The Tao estate sat at the end of a driveway long enough to make a statement, flanked by trees that had been growing longer than I had lived. The house itself was three floors of pale stone and dark glass, and it had the particular quietness of a place where everything had already been decided. The gardens were perfect. The gravel was raked. Even the light at the front entrance looked arranged.
I got out of the car with two suitcases and a laptop bag.
Mrs. Delacroix met me at the door.
She was the housekeeper, and she was exactly the kind of woman this house needed: steady, unhurried, silver-haired, with the quiet authority of someone who had kept bigger households running without complaint. She shook my hand properly and led me inside without any fuss.
I liked her. I showed that I liked her and kept moving.
The east wing corridor was long and carpeted and very quiet. My suite was at the far end, and when she opened the door I stood in the entrance for a moment before I entered.
White flowers in a vase sitting on the cabinet.

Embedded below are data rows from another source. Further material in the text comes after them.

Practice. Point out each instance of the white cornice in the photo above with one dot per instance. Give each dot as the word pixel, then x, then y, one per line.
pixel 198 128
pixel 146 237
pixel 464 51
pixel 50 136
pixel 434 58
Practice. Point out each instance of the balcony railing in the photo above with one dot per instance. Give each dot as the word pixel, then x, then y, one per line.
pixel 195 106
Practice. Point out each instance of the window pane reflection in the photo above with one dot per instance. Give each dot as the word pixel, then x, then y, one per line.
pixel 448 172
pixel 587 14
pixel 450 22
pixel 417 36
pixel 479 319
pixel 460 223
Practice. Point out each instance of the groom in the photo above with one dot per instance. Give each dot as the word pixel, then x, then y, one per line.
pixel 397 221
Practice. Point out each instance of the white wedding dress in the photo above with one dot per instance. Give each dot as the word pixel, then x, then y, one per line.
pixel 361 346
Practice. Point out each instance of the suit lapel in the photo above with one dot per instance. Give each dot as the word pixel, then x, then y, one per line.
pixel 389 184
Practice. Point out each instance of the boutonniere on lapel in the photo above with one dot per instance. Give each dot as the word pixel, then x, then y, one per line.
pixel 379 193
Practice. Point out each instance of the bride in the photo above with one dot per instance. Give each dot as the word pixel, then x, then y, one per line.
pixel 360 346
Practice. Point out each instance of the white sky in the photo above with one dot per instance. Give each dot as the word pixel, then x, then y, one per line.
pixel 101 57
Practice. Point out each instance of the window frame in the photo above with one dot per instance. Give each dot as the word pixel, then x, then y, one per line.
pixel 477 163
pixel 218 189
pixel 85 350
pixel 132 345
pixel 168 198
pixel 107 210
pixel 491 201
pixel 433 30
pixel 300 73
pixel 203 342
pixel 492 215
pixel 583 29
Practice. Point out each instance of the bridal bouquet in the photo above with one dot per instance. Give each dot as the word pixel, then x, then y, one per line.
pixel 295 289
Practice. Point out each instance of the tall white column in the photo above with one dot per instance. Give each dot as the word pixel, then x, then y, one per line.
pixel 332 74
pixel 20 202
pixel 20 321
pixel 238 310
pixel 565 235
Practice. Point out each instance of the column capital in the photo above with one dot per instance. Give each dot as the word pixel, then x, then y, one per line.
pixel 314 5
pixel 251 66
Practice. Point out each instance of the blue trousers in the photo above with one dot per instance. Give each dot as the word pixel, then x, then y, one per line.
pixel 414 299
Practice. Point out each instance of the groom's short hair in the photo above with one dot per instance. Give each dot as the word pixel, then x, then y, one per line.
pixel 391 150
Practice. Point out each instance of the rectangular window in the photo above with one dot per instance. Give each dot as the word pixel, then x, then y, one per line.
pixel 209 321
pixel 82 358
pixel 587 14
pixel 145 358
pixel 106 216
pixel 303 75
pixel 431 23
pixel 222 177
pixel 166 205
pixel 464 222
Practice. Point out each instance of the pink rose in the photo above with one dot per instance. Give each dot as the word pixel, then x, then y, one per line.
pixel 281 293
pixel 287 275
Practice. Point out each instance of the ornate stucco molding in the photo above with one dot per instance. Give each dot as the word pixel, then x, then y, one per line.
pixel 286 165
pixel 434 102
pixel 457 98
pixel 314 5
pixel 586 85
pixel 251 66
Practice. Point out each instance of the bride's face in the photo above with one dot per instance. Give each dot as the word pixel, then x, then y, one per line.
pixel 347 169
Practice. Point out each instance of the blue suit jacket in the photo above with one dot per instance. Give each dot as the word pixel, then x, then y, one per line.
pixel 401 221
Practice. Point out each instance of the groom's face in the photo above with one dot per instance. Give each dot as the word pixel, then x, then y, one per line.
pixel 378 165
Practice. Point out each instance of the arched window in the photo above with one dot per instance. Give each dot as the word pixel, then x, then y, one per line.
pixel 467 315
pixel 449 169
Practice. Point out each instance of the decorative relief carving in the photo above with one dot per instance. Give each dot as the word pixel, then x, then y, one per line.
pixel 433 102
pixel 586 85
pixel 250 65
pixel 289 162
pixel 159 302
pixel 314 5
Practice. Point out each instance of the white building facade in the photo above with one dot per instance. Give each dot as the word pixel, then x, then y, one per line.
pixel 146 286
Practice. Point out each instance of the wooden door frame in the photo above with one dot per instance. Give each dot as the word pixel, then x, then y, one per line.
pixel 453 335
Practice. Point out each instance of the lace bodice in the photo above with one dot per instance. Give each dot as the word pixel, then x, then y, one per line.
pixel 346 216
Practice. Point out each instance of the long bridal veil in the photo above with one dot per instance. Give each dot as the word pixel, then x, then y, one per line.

Heavy curtains. A new bed made with this kind of precision. A window overlooking the back garden and the open grounds beyond it.
Mrs. Delacroix told me dinner was at 7:30 p.m. And asked if I needed anything, I said I was fine, then she left.
I set my bags down and started mapping.
Two entry points: the door and the window. The window was three floors above the open ground. The wifi router for the east wing was in the hallway outside, running off the main household network through a secondary hub. The desk near the window had a clear view of the door.
Adrian’s rooms were in the west wing. Opposite end of the house entirely.
The distance was good, which means privacy for me. Privacy meant I could work without constantly fixing my face every five minutes.
I unpacked the first suitcase quickly, clothes, shoes, and toiletries into the bathroom. The second suitcase I handled more carefully. I lifted the base, peeled back the rigid inner lining at the frame, and removed what I had packed inside it: a portable hard drive and a secondary phone, both wrapped in a thin sleeve.
I transferred them into a hidden spot under the drawer and arranged my toiletries in front of it, making it not look suspicious.
I had done this before. A rented room above a restaurant in Eastfield two years ago. A corporate apartment before that. A shared house during my first undercover assignment when I was twenty-three and still learning what I was capable of. I knew how to move into a space without leaving the parts of myself that mattered where anyone could find them.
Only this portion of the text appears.